A Toys "R" Us iPad application allows youngsters to deposit information about products in the company's toy catalog into a wish-list drop box.

"By reaching out to consumers via mobile applications, digital marketing and social networks, retailers may be able to enhance brand awareness and build traffic and sales this holiday season," said Alison Paul, vice chairman and head of the U.S. retail practice for the accounting firm Deloitte.

Smartphone and iPad users are growing rapidly and the technology is evolving. More shopping applications and new technologies are on the way.

"I constantly shop with my phone," Brian Sherman of Ahwatukee Foothills said on his way into the Nordstrom Last Chance store in Phoenix. He uses the bar-code scanner on his Android phone to compare prices and gets alerts from retailers when the price drops on a product he's interested in.

Sarah Ingham of Phoenix recently used her Android phone to visit two of her favorite stores: the Shop at Cooper-Hewitt, National Design Museum and the MoMA Store at the Museum of Modern Art, both in New York.

"They have some incredible things," she said.

She browsed to get Christmas ideas and added a couple of items to her Christmas wish lists on file at the stores.

Smartphones are at the top of many people's lists this holiday, with the number in use expected to explode to 140 million users in the United States by the end of 2011, according to the consumer-research firm Nielsen Co.

Such potential has software engineers scrambling to develop new applications, or apps, to help retailers reach and sell to their customers and help consumers navigate the increasing number of online retailers, products and deals.

Outdoor outfitter the North Face is testing a smartphone application that notifies a store when customers come in range so it can reach out and draw them in with offers and deals.

Simon Buckingham, CEO of Appitalism, a clearinghouse for smartphone apps, estimates there are more than 25,000 programs related to shopping and retail.

This year, they include a growing number of applications related to Black Friday, such as TGI Black Friday and Black Friday Survival Guide.

Most major retailers now offer free smartphone applications that allow consumers to connect to their websites with the touch of a button. On the sites, consumers can find the nearest store, check hours, peruse recent ads and fliers, chat on Facebook and Twitter pages, order products and pay for purchases.

For example, Target customers can download coupons to their smartphones that can be scanned at checkout. They also can use their phones to scan products' quick-response codes in the company's Christmas catalog to access more information and make a purchase.

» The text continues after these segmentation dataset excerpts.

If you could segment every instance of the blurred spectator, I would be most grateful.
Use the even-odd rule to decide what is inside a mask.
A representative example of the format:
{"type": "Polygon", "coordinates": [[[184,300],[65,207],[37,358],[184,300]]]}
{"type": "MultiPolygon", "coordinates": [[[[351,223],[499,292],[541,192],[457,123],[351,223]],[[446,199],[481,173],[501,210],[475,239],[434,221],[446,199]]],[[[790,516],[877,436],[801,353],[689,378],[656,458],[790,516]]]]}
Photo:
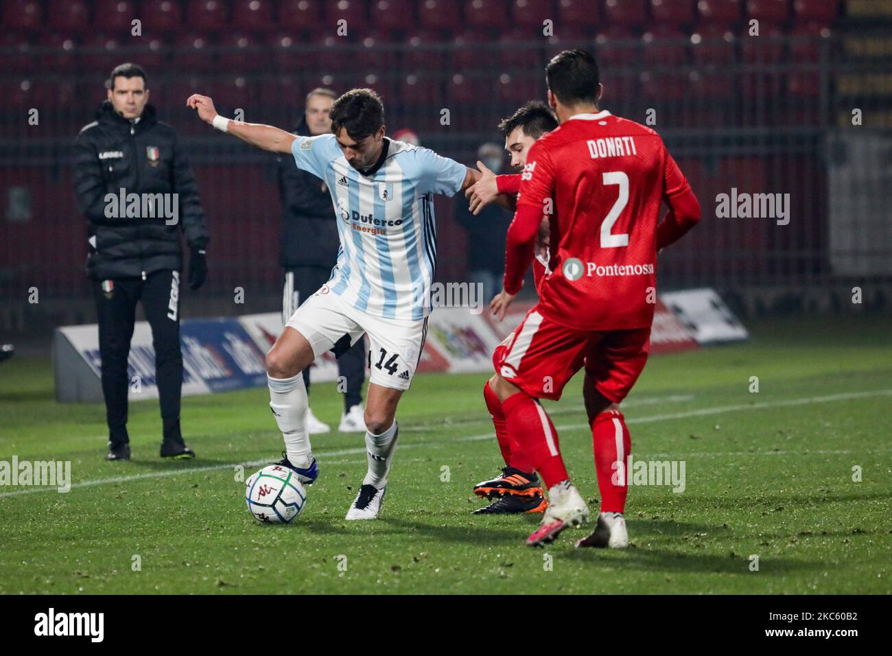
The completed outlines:
{"type": "MultiPolygon", "coordinates": [[[[315,88],[307,102],[294,133],[301,136],[331,132],[331,110],[334,92],[315,88]]],[[[301,170],[292,157],[278,160],[279,198],[282,202],[280,262],[285,269],[282,322],[287,323],[298,305],[327,282],[337,260],[340,239],[328,187],[312,173],[301,170]]],[[[343,413],[338,430],[364,432],[362,385],[366,378],[365,341],[359,340],[338,358],[338,373],[347,381],[343,413]]],[[[310,367],[303,370],[303,382],[310,394],[310,367]]],[[[307,429],[327,433],[327,424],[307,409],[307,429]]]]}
{"type": "MultiPolygon", "coordinates": [[[[502,168],[501,146],[491,142],[477,149],[479,159],[498,175],[502,168]]],[[[456,195],[455,219],[467,230],[467,276],[470,282],[483,285],[483,299],[489,303],[501,289],[505,271],[505,235],[511,213],[496,205],[487,205],[477,216],[468,211],[468,202],[456,195]]]]}

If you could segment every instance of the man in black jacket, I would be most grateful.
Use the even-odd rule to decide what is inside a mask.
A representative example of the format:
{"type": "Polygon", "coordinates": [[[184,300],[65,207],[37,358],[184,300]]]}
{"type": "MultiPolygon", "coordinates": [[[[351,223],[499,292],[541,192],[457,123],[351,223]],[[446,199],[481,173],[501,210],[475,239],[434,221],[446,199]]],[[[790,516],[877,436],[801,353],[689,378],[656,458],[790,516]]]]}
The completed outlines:
{"type": "Polygon", "coordinates": [[[179,343],[179,231],[191,257],[188,282],[207,276],[210,238],[194,176],[173,129],[147,104],[145,73],[112,71],[108,99],[75,140],[74,192],[88,224],[87,275],[99,318],[108,460],[129,460],[127,360],[142,302],[152,327],[163,423],[161,455],[194,458],[179,427],[183,357],[179,343]]]}
{"type": "MultiPolygon", "coordinates": [[[[316,88],[307,95],[303,117],[294,129],[301,136],[331,132],[329,116],[335,99],[334,92],[316,88]]],[[[282,236],[280,260],[285,269],[282,299],[282,323],[307,298],[310,298],[331,277],[337,260],[340,239],[331,196],[325,182],[294,166],[292,157],[278,160],[279,197],[282,201],[282,236]]],[[[345,381],[344,410],[338,430],[364,432],[366,422],[362,411],[362,385],[365,381],[364,340],[358,341],[344,353],[335,351],[338,372],[345,381]]],[[[303,382],[310,392],[310,368],[303,370],[303,382]]],[[[307,429],[311,434],[327,433],[330,428],[307,410],[307,429]]]]}

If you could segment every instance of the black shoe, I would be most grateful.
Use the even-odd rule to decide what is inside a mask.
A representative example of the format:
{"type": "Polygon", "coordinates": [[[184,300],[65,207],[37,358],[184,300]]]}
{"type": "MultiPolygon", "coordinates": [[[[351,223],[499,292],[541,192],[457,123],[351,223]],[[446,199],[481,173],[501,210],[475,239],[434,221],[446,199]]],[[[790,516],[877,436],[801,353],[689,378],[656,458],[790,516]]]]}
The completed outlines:
{"type": "Polygon", "coordinates": [[[535,474],[521,471],[516,467],[503,467],[501,476],[491,480],[481,481],[474,486],[474,494],[479,497],[491,499],[506,494],[541,495],[543,490],[539,485],[539,477],[535,474]]]}
{"type": "Polygon", "coordinates": [[[161,442],[161,458],[170,458],[175,461],[191,460],[195,457],[195,452],[186,445],[182,440],[164,440],[161,442]]]}
{"type": "Polygon", "coordinates": [[[109,453],[105,456],[107,461],[128,461],[130,460],[130,444],[127,442],[109,442],[109,453]]]}
{"type": "Polygon", "coordinates": [[[519,496],[505,494],[485,508],[478,508],[472,515],[519,515],[522,512],[545,512],[549,502],[541,494],[519,496]]]}

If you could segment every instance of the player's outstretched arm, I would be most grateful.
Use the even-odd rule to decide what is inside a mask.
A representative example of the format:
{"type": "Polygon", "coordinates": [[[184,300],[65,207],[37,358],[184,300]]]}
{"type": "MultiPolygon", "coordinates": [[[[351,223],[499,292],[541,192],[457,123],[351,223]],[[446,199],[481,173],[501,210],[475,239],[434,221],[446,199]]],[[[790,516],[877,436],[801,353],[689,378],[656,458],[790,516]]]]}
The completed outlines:
{"type": "Polygon", "coordinates": [[[504,180],[516,178],[516,187],[519,187],[520,175],[497,176],[482,162],[477,162],[477,168],[480,170],[480,178],[465,190],[465,196],[470,200],[468,209],[471,213],[476,216],[483,207],[491,203],[514,212],[516,209],[517,189],[512,192],[500,189],[500,179],[504,180]]]}
{"type": "Polygon", "coordinates": [[[225,119],[217,113],[214,102],[207,95],[193,94],[186,101],[187,107],[198,112],[198,118],[217,129],[235,135],[258,148],[271,153],[291,153],[291,145],[297,138],[290,132],[260,123],[243,123],[241,120],[225,119]]]}

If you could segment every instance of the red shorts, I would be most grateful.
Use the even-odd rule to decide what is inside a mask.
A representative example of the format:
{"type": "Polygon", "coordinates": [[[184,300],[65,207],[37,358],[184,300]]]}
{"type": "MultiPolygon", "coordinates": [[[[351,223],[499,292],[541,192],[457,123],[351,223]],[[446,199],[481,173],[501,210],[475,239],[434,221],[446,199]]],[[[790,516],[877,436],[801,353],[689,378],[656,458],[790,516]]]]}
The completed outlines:
{"type": "Polygon", "coordinates": [[[632,330],[574,330],[543,317],[535,306],[496,347],[492,364],[503,378],[533,398],[560,398],[570,378],[585,375],[618,403],[641,375],[650,352],[650,327],[632,330]]]}

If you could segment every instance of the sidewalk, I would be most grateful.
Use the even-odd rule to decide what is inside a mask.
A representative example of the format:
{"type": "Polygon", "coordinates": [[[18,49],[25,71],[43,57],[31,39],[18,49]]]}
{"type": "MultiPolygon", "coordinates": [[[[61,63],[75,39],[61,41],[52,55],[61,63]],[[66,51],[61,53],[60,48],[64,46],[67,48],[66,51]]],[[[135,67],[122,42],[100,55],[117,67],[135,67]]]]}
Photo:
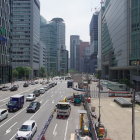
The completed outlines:
{"type": "MultiPolygon", "coordinates": [[[[99,112],[99,100],[92,99],[91,106],[99,112]]],[[[112,140],[132,140],[132,109],[122,108],[113,98],[101,98],[101,122],[107,128],[108,136],[112,140]]],[[[136,139],[140,140],[140,106],[135,109],[136,139]]],[[[97,117],[98,118],[98,117],[97,117]]]]}

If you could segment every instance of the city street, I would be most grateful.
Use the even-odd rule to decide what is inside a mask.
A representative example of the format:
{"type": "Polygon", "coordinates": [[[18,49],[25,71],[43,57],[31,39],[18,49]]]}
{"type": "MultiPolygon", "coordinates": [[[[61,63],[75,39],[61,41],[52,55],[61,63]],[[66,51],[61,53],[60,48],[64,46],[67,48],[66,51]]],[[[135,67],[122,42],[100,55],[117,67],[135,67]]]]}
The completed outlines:
{"type": "MultiPolygon", "coordinates": [[[[34,89],[43,87],[43,85],[30,85],[28,88],[23,88],[22,86],[18,91],[15,92],[2,92],[0,93],[0,108],[6,108],[6,104],[9,101],[9,97],[15,94],[28,95],[34,89]]],[[[67,88],[66,81],[58,81],[58,84],[49,89],[36,98],[36,101],[41,103],[40,109],[36,113],[26,113],[26,108],[30,102],[25,102],[24,107],[17,112],[9,113],[7,119],[0,122],[0,139],[2,140],[14,140],[17,130],[20,126],[29,119],[35,120],[37,123],[37,133],[34,135],[33,140],[37,139],[45,122],[49,118],[49,115],[53,111],[57,102],[63,99],[65,96],[70,96],[73,93],[73,89],[67,88]]],[[[82,107],[82,106],[81,106],[82,107]]],[[[75,129],[79,125],[79,114],[78,110],[81,108],[79,106],[73,107],[68,119],[56,119],[56,114],[50,126],[46,132],[47,140],[68,140],[70,139],[71,133],[74,133],[75,129]],[[59,137],[59,138],[58,138],[59,137]]]]}

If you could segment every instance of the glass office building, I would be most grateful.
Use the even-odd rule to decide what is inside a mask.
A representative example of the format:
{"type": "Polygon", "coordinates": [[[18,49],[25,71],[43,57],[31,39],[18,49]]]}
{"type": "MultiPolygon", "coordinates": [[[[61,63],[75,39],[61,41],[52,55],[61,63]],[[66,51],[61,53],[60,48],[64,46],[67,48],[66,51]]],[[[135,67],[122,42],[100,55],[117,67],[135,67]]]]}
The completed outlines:
{"type": "Polygon", "coordinates": [[[106,0],[102,13],[102,75],[116,80],[130,77],[128,0],[106,0]]]}
{"type": "Polygon", "coordinates": [[[29,66],[38,76],[40,61],[40,2],[10,0],[12,66],[29,66]]]}
{"type": "Polygon", "coordinates": [[[48,75],[57,73],[57,38],[55,24],[44,23],[41,18],[40,40],[46,46],[46,69],[48,75]]]}
{"type": "Polygon", "coordinates": [[[140,1],[131,0],[131,46],[129,64],[131,80],[135,88],[140,91],[140,1]]]}
{"type": "Polygon", "coordinates": [[[11,81],[9,0],[0,0],[0,84],[11,81]]]}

"Target is making it easier than ever to shop, thanks to our innovations with mobile devices," spokeswoman Sarah Bakken said.

Smartphones with Internet access and built-in shopping applications are expected to give a big boost to online shopping in particular, a realm already rapidly gaining acceptance with consumers.

Analysts are predicting a 15 percent jump in online holiday shopping this season as value-conscious consumers turn to the Internet to make sure they are getting the best product at the best price.

Often, they find that online prices can be lower than at brick-and-mortar stores, particularly if the shipping is free. If the best price is at an online store with free shipping, shoppers can use their phones to order and pay for the item.